Yesterday she texted me to hang out, and I told her to come on over. When they arrived, he was wearing a grease stained t-shirt and windbreaker pants. We (me, friend and my FI) all like to play games on the PS3 move and do some active things like that. He spent 3 hours laying down on our couch scratching at his exposed belly where his shirt was riding up.
She’s told me that she knows it’s doomed and would probably have left him already if her name wasn’t on the lease. When they started dating, she said it was exciting to find out about each other and how different they were.
UGH bees it just grates at me to see my beautiful, self-possessed, independent friend with this jag-hole slob. I know she plans to end it, but I can’t think why she would drag it on for that long – her lease won’t be up for months!
I don’t know what to do because she already knows I don’t like him. I tried VERY hard to be nice to him when we’d met previously, but you can’t hide some stuff from your very good friends – they know you too well.
It didn’t help that he spent the entire first time we hung out together condescendingly telling my FI that “you’ll understand what life is really like once you get older. you just don’t even know man, you’ll see.” He’s 4 years older than my FI, ten years older than me and her.
She brought it up in the context of ‘I know you have x, x, and x problems with [NAME], so don’t worry about pretending and don’t worry because I know and I don’t really like him anymore.’ Not her exact words, lol, but similar. Apparently though, she likes him enough to stay with him for months more?

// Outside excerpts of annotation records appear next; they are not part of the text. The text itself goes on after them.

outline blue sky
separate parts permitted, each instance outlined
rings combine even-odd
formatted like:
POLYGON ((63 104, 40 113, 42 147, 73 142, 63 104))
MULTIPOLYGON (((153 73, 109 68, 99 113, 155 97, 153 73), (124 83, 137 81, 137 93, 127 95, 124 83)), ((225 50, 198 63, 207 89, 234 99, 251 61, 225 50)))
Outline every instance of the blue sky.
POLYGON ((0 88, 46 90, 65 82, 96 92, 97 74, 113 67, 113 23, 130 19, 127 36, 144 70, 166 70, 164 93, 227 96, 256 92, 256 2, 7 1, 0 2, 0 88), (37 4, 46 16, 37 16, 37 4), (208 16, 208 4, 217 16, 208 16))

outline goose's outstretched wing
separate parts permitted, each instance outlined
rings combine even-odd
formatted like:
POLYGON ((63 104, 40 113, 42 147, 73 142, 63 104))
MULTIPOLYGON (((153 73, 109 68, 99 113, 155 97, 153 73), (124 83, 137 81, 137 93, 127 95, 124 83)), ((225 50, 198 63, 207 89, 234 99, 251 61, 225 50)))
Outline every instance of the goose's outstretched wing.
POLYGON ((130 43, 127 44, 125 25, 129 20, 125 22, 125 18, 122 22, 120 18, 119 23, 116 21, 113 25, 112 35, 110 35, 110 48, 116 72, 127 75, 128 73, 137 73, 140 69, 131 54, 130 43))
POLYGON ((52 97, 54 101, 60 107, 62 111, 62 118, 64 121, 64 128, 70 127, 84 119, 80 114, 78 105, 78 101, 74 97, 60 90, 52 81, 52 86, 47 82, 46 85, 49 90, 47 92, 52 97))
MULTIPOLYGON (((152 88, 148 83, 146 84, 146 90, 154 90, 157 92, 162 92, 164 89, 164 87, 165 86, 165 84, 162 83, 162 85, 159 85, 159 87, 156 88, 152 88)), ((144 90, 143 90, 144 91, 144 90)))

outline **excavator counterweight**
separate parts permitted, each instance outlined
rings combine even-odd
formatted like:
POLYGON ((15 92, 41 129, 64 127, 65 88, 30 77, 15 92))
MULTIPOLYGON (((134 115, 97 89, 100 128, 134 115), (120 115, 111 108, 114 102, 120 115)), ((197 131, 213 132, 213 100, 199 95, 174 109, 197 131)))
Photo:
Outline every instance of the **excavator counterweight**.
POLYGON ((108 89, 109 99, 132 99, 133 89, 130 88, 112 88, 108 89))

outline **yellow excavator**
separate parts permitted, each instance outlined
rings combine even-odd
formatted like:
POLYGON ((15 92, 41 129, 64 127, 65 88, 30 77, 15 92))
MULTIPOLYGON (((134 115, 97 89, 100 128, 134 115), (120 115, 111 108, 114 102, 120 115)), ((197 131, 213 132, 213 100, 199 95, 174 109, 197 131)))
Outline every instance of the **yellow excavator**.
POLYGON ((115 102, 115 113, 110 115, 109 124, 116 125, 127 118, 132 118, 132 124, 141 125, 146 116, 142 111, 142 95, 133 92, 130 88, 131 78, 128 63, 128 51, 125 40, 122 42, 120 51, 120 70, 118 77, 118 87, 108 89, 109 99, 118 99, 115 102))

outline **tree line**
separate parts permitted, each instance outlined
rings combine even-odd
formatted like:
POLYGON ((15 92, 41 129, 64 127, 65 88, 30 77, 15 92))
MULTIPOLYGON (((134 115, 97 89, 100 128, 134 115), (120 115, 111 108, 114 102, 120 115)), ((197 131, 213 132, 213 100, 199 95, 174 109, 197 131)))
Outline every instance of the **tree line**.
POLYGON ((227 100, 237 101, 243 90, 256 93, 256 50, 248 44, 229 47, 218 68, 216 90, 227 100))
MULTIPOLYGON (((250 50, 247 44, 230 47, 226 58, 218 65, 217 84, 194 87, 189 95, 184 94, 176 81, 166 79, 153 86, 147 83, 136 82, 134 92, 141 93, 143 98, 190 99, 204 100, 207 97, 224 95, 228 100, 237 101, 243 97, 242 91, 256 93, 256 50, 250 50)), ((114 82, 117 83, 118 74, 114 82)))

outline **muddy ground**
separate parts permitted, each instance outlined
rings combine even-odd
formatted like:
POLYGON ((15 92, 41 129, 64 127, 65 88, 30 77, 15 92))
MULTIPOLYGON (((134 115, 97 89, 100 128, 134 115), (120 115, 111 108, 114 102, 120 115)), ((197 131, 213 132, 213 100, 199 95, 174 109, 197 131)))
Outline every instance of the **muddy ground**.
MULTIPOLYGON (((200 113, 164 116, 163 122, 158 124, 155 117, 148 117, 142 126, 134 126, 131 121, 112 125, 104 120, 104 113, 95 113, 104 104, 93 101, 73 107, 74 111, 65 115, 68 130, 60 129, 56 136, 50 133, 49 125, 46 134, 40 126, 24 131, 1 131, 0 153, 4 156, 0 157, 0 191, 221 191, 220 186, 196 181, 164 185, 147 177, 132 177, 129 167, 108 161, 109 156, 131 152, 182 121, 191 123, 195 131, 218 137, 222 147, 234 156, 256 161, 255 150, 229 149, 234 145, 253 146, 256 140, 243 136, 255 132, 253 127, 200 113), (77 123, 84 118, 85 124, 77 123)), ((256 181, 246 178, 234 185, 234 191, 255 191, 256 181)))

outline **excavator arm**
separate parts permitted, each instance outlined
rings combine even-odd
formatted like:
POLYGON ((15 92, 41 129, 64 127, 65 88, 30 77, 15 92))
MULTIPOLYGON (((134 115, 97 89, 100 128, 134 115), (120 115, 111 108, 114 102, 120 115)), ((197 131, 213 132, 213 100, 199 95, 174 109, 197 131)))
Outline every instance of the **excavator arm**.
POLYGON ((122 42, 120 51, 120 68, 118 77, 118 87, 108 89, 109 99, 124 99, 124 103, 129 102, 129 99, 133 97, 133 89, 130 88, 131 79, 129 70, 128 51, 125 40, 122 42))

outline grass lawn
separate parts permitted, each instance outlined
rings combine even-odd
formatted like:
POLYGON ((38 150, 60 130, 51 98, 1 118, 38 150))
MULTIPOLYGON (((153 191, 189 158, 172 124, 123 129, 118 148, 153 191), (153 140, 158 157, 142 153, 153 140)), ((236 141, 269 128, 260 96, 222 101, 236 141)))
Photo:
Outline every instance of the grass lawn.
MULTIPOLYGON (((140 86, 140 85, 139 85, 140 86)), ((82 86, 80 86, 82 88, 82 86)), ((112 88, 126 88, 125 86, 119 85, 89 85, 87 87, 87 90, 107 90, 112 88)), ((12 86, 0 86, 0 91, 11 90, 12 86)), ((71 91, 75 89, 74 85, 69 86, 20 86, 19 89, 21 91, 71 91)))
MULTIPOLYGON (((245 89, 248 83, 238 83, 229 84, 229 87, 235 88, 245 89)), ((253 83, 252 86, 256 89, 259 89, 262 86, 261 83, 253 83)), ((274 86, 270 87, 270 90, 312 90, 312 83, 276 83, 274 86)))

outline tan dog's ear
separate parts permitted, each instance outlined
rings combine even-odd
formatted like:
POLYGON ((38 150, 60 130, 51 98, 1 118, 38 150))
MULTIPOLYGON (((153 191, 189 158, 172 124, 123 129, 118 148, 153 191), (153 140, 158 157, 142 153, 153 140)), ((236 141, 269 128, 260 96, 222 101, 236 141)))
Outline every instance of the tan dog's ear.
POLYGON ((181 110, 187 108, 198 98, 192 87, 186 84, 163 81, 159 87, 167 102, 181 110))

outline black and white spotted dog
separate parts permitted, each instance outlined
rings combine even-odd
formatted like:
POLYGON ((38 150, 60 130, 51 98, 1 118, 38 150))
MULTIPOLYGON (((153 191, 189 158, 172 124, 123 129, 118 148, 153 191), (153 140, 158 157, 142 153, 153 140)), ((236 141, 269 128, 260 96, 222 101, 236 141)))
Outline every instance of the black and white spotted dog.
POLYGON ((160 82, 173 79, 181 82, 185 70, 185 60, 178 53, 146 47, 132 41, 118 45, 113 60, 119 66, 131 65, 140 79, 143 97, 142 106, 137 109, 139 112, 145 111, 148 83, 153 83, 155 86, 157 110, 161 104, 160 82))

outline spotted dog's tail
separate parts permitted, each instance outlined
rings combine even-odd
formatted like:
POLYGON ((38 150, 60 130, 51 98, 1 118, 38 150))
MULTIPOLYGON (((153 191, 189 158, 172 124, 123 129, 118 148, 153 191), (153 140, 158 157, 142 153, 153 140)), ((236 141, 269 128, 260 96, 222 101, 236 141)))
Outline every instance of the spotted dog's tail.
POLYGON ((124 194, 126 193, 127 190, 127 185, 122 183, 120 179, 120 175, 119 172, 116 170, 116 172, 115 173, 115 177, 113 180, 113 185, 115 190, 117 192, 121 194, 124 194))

Once I know that a relationship is going to end, I can’t drag it out. How can you be with someone who you have so little respect for?
I’m just concerned because at least half the time I want to hang out with her now, he will be there and I am very bad at pretending I like him. I’m not rude or anything! I’m mature enough to be completely cordial to him, I just have to keep to strictly superficial conversations because I have no idea what to say. It’s very awkward being in a room with four people when you know that three of them really don’t welcome the fourth – and one of them is dating him!
And apparently this will continue til April when the lease is up.
Bees, I don’t like to be dishonest, but I don’t like to be rude. How am I supposed to treat this man? How am I supposed to react given that I know she doesn’t want to be with him but will put up with him for that long?
At least I can be confident he won’t be at our wedding…we’re going to be certain that when her STD goes out, it’s with a +1 and has no mention of his name. Invitations should go out late enough not to have to worry about it.